The young adults in this case are longtime couple Chris (Jesse McCartney) and Natalie (Olivia Dudley), who are taking a European vacation with their recently single friend Amanda (Devin Kelley). Their final stop along the way is Kiev, where Chris's bachelor brother Paul (Jonathan Sadowski) intends to show them a wild time in Moscow.

But you know what'd be more fun than Moscow? Exploring the abandoned city of Pripyat, where the families of the workers of Chernobyl lived until the city's reactor went, well, Chernobyl. "Extreme exploring," Paul calls it. Going along with the suggestion that no rational human being would go along with, the group decides to visit the city still saturated with radiation. They are guided by Uri (Dimitri Diatchenko), a former Russian Special Forces soldier, and joined by another couple, Michael (Nathan Phillips) and Zoe (Ingrid BolsøBerdal).

With the sun high in the sky, the group explores the vast urban decay of Pripyat. Towering and ominous, the buildings of the former neighborhood are specters in their own right, eerie reminders of the sudden and unpleasant deaths that took place there with the promise of something imminent and foreboding. It is a vast expanse scored by complete silence, where memories of man have become relics, where "nature has reclaimed its rightful place." When night falls, it becomes clear how wrong it is for these people to be in nature's place.

A sabotaged van means the gang can't drive out and since they’re 12 miles from the nearest government check point, walking is out of the question as well. Noises begin to echo out in the dark. "It sounds like a baby," one of them says. "It's not a baby," Uri responds furtively. He goes out to investigate. Paul and Chris join him. The rest of the group waits with bated breath. Soon, the brothers return, but only the brothers and only one of whom can walk on his own. Chris, with his splintered and crippled leg, keeps babbling that "they got him" and whoever "they" are, there's a lot of them.

If Chernobyl Diaries is successful at all in scaring you, it's due to a combination of the location’s pregnant atmosphere and director Bradley Parker's restraint. When it comes to “found footage” films, or spiritual cousins of “found footage” films like Chernobyl Diaries, the tension is primarily derived from what you don't see, both in how little of the creatures/entities you see and how long it takes until you see them. Filmmakers know that the imagination will always be more frightening than the movie magic they can conjure, and for a large portion of this film viewers will have to rely heavily on their imagination to decide what's making the noises out in the night, what's lingering just around the corner, and what's coming down the hallway.

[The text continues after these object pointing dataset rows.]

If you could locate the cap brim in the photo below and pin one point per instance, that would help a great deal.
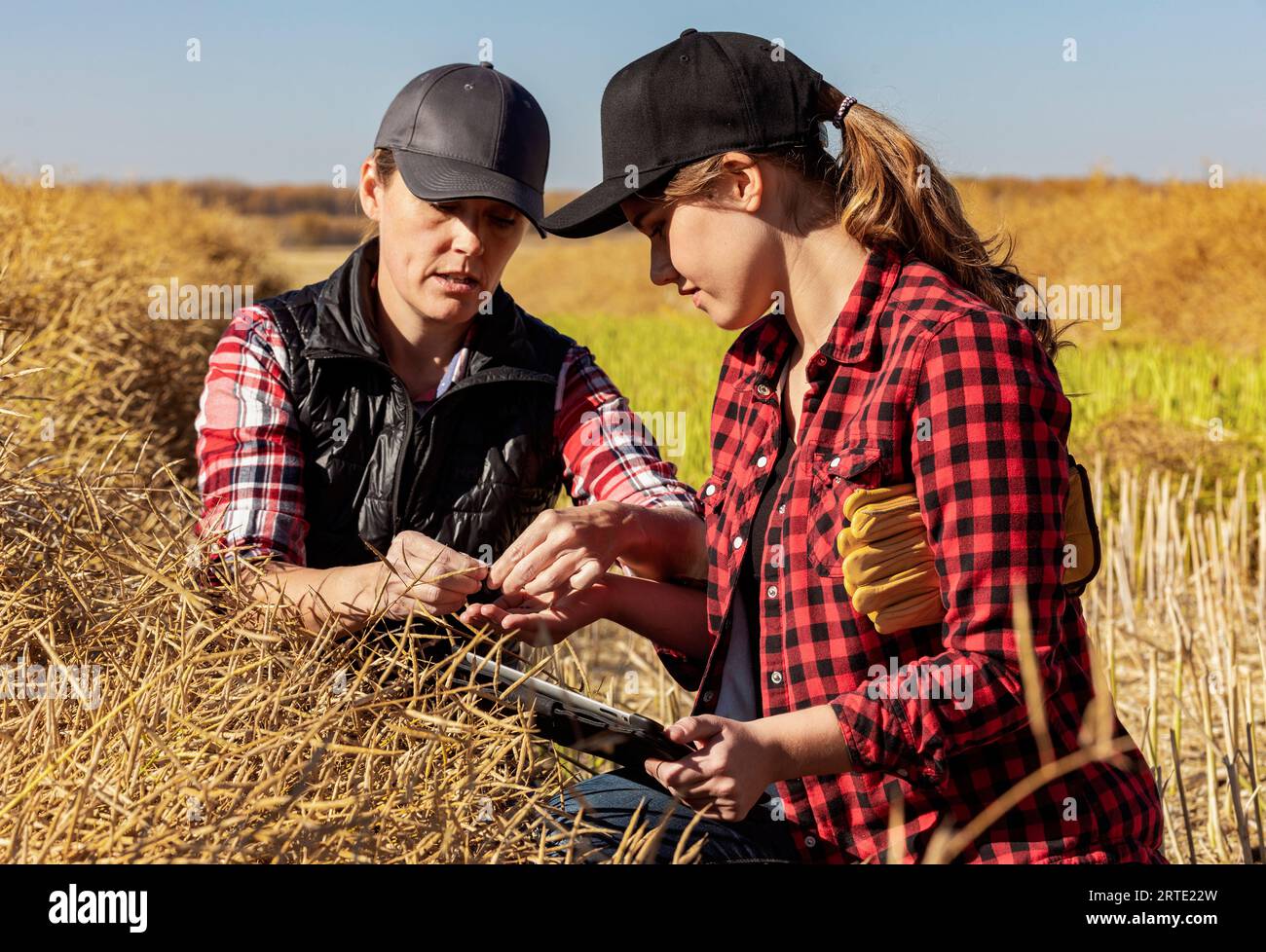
(441, 179)
(599, 209)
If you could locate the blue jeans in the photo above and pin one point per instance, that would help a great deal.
(612, 797)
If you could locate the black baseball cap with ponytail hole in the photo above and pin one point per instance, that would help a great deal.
(697, 96)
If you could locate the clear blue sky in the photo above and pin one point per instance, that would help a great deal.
(285, 92)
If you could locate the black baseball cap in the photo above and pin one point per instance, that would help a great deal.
(700, 95)
(467, 130)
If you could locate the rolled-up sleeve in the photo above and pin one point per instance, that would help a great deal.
(988, 458)
(249, 458)
(611, 452)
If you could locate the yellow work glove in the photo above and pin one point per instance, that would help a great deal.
(889, 568)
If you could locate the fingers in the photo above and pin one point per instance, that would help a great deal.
(547, 557)
(589, 572)
(695, 728)
(414, 557)
(556, 577)
(531, 537)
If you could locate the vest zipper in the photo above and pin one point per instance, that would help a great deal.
(408, 421)
(412, 411)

On the commentary track to Aliens, James Cameron mentions how 20th Century Fox executives were unhappy with him for taking so long to actually get to anything having to do with the aliens. That's not to say that Chernobyl Diaries holds a candle to that action masterpiece, but Parker shares an approach with Cameron in how he holds off on anything other than cheap, knee-jerk scares until well into the film, taking the time to instead get to know the characters and linger in the breathtaking beauty and tragedy of the ghostly Pripyat before really trying to scare us. When he finally does, the scares are of the cookie-cutter variety, but it's encouraging to see a director who values the build-up of stakes and tension over the standard quick-and-dirty.

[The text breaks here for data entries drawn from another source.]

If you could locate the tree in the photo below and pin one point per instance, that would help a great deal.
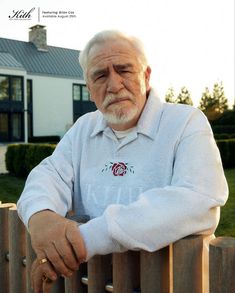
(184, 97)
(170, 95)
(206, 101)
(221, 101)
(213, 105)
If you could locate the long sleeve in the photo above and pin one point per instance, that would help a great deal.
(160, 216)
(49, 185)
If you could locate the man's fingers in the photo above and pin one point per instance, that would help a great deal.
(75, 239)
(65, 251)
(40, 272)
(47, 286)
(57, 261)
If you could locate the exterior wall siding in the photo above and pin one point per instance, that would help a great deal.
(52, 104)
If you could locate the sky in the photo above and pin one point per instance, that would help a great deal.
(189, 42)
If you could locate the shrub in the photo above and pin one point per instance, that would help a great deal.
(22, 158)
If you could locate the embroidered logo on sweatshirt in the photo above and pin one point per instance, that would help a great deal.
(119, 168)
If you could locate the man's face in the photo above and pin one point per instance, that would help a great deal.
(117, 82)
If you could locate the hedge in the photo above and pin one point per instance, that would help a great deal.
(22, 158)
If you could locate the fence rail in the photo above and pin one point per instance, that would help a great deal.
(178, 268)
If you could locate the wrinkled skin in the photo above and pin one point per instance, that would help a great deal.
(59, 240)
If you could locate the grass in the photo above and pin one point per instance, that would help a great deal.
(227, 220)
(11, 188)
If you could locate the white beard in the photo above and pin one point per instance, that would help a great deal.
(121, 117)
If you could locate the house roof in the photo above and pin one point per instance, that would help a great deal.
(55, 61)
(7, 60)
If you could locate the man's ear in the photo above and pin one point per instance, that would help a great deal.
(88, 87)
(147, 77)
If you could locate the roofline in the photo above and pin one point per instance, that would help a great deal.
(77, 50)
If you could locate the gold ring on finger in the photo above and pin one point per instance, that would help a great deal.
(45, 278)
(42, 261)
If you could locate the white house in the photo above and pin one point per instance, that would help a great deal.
(42, 90)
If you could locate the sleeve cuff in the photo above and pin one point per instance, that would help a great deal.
(97, 239)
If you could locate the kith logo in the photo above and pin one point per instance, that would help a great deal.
(21, 14)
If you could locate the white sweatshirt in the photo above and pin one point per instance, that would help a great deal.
(160, 183)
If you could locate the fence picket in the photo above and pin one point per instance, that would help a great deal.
(99, 272)
(17, 251)
(4, 246)
(155, 271)
(222, 265)
(126, 268)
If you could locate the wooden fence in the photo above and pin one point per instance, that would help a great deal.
(178, 268)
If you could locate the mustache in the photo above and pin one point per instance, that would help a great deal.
(111, 98)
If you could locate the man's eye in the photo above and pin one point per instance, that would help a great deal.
(100, 77)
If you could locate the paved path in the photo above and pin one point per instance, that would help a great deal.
(3, 149)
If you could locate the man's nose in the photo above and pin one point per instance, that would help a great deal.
(115, 83)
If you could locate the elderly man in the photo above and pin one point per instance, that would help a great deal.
(146, 172)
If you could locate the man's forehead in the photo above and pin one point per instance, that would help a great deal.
(115, 53)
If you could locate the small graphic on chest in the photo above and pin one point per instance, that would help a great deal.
(119, 168)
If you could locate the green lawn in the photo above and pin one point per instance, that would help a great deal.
(227, 220)
(11, 187)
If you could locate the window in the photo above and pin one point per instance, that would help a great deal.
(4, 127)
(4, 88)
(29, 91)
(16, 89)
(80, 93)
(17, 126)
(11, 88)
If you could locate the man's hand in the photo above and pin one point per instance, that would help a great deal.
(58, 240)
(42, 277)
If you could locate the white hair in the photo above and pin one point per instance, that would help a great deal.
(112, 35)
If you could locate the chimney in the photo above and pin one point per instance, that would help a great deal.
(38, 36)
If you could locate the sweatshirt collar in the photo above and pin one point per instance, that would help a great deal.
(149, 120)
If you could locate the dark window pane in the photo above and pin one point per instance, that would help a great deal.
(4, 88)
(29, 91)
(16, 88)
(16, 126)
(4, 131)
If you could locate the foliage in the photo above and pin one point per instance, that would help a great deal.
(184, 97)
(170, 95)
(228, 118)
(22, 158)
(214, 105)
(227, 152)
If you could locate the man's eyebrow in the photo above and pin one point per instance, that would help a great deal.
(98, 72)
(123, 66)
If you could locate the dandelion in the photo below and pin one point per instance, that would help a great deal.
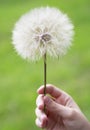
(43, 31)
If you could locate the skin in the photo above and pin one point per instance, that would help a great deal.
(58, 111)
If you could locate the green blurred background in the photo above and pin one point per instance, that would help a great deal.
(19, 79)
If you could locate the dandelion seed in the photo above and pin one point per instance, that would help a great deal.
(42, 30)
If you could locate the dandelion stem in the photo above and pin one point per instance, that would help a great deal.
(45, 70)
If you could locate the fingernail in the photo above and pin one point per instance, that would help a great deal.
(47, 100)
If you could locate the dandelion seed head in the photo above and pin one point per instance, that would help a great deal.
(43, 30)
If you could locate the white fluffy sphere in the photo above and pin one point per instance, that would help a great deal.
(42, 30)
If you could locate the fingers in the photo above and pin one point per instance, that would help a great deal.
(52, 90)
(57, 109)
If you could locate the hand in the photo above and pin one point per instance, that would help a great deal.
(61, 112)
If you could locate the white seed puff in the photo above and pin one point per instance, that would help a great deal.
(42, 30)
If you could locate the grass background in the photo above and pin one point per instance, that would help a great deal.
(20, 79)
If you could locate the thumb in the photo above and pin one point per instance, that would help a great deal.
(56, 108)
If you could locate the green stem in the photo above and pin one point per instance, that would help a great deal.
(45, 70)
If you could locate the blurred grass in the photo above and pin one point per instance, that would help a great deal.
(20, 79)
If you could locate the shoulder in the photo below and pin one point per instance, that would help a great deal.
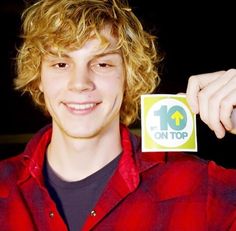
(10, 170)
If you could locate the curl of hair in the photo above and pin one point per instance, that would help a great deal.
(67, 24)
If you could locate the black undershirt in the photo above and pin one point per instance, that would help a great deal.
(75, 200)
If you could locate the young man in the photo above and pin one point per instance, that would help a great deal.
(86, 63)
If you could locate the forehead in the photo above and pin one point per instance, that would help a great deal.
(97, 42)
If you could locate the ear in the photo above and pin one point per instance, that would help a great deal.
(40, 86)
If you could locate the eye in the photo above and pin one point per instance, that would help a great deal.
(103, 65)
(61, 65)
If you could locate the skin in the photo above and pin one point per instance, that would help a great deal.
(83, 92)
(213, 96)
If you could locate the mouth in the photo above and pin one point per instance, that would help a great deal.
(81, 108)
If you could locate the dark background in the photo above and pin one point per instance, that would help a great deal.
(197, 37)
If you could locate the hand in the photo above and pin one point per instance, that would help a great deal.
(213, 97)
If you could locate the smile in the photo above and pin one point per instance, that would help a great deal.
(83, 106)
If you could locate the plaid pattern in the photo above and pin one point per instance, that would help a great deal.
(149, 191)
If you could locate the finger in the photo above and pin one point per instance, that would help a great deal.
(195, 84)
(221, 104)
(228, 111)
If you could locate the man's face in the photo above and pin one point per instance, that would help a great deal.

If Parker were a director of any less talent, the film would entirely resemble straight-to-DVD dross. A lot of that has to do with an unremarkable script written by Peli, and Shane and Cary Van Dyke. If the names of the brothers ring a bell, it's probably because you spend way too much time subjecting yourself to cinematic atrocities like Titanic II, Transmorphers: Fall of Man, and The Day the Earth Stopped, which are just some of the titles for which the Van Dykes can claim responsibility. Why Peli as producer looked at those two and thought, "well, they need more work," is a mystery that we will probably never understand, but you get what you pay for and if Peli paid for a mediocre horror film, then Chernobyl Diaries delivers.